336 bimekizumab- and 318 baseline secukinumab-randomised patients entered the open-label extension. Among these, more bimekizumab-randomised patients achieved PASI 100 (modified non-responder imputation) at Year 1 (74.9%) versus secukinumab-randomised patients (52.8%). PASI 100 response rates were maintained over 3 years in bimekizumab-treated patients (68.8%) and increased in secukinumab-randomised patients switching to bimekizumab (68.8%).Bimekizumab was well-tolerated to 3 years. In patients receiving ≥1 bimekizumab dose, the most common treatment-emergent adverse events (TEAEs) over 3 years were nasopharyngitis, oral candidiasis, and upper respiratory tract infection (exposure adjusted incidence rates: 12.2, 10.0, and 5.5/100 patient-years, respectively). Rates of TEAEs of interest, including serious infections, inflammatory bowel disease, and suicidal ideation and behaviour, did not increase with longer exposure to bimekizumab from 1 to 3 years.

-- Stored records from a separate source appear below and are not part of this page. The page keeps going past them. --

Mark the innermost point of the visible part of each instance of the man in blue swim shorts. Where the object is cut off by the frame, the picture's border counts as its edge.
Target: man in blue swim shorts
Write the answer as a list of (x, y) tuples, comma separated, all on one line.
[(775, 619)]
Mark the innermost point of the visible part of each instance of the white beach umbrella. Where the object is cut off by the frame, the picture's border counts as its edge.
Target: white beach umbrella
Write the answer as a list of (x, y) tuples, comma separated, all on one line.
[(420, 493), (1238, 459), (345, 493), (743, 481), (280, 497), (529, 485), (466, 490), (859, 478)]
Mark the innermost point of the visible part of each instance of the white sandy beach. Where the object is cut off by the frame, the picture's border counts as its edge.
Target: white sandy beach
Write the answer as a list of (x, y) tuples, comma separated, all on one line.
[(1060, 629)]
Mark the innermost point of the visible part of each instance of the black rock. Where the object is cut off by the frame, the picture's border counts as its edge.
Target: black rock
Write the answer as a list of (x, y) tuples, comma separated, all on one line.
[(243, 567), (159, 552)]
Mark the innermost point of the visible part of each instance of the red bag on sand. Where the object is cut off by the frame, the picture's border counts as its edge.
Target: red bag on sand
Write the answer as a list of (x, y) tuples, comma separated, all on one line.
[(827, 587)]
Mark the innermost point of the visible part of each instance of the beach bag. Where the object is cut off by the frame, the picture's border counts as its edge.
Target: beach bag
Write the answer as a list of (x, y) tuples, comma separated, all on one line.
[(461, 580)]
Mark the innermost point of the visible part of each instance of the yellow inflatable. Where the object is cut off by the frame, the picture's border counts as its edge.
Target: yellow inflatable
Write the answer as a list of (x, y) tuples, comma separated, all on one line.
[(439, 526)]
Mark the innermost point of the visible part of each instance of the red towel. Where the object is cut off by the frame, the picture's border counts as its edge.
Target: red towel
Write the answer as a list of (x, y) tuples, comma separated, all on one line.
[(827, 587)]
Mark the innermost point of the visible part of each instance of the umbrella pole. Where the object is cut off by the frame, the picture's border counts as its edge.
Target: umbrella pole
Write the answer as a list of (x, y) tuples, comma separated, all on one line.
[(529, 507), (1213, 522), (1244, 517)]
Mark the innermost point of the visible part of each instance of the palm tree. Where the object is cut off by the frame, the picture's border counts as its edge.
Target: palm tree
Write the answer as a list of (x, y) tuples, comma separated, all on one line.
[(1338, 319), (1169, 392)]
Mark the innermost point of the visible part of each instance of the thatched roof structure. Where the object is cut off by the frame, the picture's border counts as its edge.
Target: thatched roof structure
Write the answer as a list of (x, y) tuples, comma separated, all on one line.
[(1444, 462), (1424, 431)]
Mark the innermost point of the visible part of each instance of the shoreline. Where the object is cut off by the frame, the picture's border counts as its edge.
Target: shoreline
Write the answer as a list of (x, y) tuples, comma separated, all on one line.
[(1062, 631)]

Over two-thirds of bimekizumab-randomised patients and those switching from secukinumab to bimekizumab achieved and maintained complete skin clearance over 3 years of treatment. Over 3 years, bimekizumab was well-tolerated, and TEAE rates did not increase with longer exposure.
白细胞介素(IL)-17A和IL-17F的过表达对银屑病病理有显著影响。直到最近,单独靶向IL-17A的生物制剂,如司库奇尤单抗,被用于治疗银屑病。比美吉珠单抗是一种靶向IL-17A和IL-17F的单克隆IgG1抗体。BE RADIANT是第一项研究从选择性抑制IL-17A转换为双重抑制IL-17A和IL-17F的3期研究。比美吉珠单抗此前已显示,在48周内,与司库奇尤单抗相比,其实现完全皮肤清除(PASI 100)的效果更优。从司库奇尤单抗转换为比美吉珠单抗可改善临床反应。在超过2年的时间里,未观察到新的安全信号。
报告比美吉珠单抗在中度至重度斑块状银屑病患者中持续使用或在1年后从司库奇尤单抗转换使用3年的疗效和安全性。
BE RADIANT 3b期随机对照试验有一个48周的双盲期,在此期间患者接受比美吉珠单抗(每4周320mg [Q4W])或司库奇尤单抗(第4周前每周300mg,然后Q4W)。在第16周,随机接受比美吉珠单抗治疗的患者再次随机分组,接受Q4W或Q8W维持给药。从第48周起(开放标签扩展期),所有患者均接受比美吉珠单抗治疗。
336例随机接受比美吉珠单抗治疗和318例基线随机接受司库奇尤单抗治疗的患者进入开放标签扩展期。其中,与随机接受司库奇尤单抗治疗的患者(52.8%)相比,更多随机接受比美吉珠单抗治疗的患者在第1年达到PASI 100(改良无反应者推算)(74.9%)。在接受比美吉珠单抗治疗的患者中,PASI 100反应率在3年内保持稳定(68.8%),而在从司库奇尤单抗转换为比美吉珠单抗的随机接受司库奇尤单抗治疗的患者中有所增加(68.8%)。比美吉珠单抗在3年内耐受性良好。在接受≥1剂比美吉珠单抗治疗的患者中,3年内最常见的治疗中出现的不良事件(TEAE)为鼻咽炎、口腔念珠菌病和上呼吸道感染(暴露调整发病率分别为:12.2、10.0和5.5/100患者年)。包括严重感染、炎症性肠病以及自杀观念和行为在内的感兴趣的TEAE发生率,在比美吉珠单抗暴露时间从1年延长至3年时并未增加。
超过三分之二随机接受比美吉珠单抗治疗的患者以及从司库奇尤单抗转换为比美吉珠单抗治疗的患者在治疗超过3年的时间里实现并维持了完全皮肤清除。在超过3年的时间里,比美吉珠单抗耐受性良好,且TEAE发生率不会随着暴露时间延长而增加。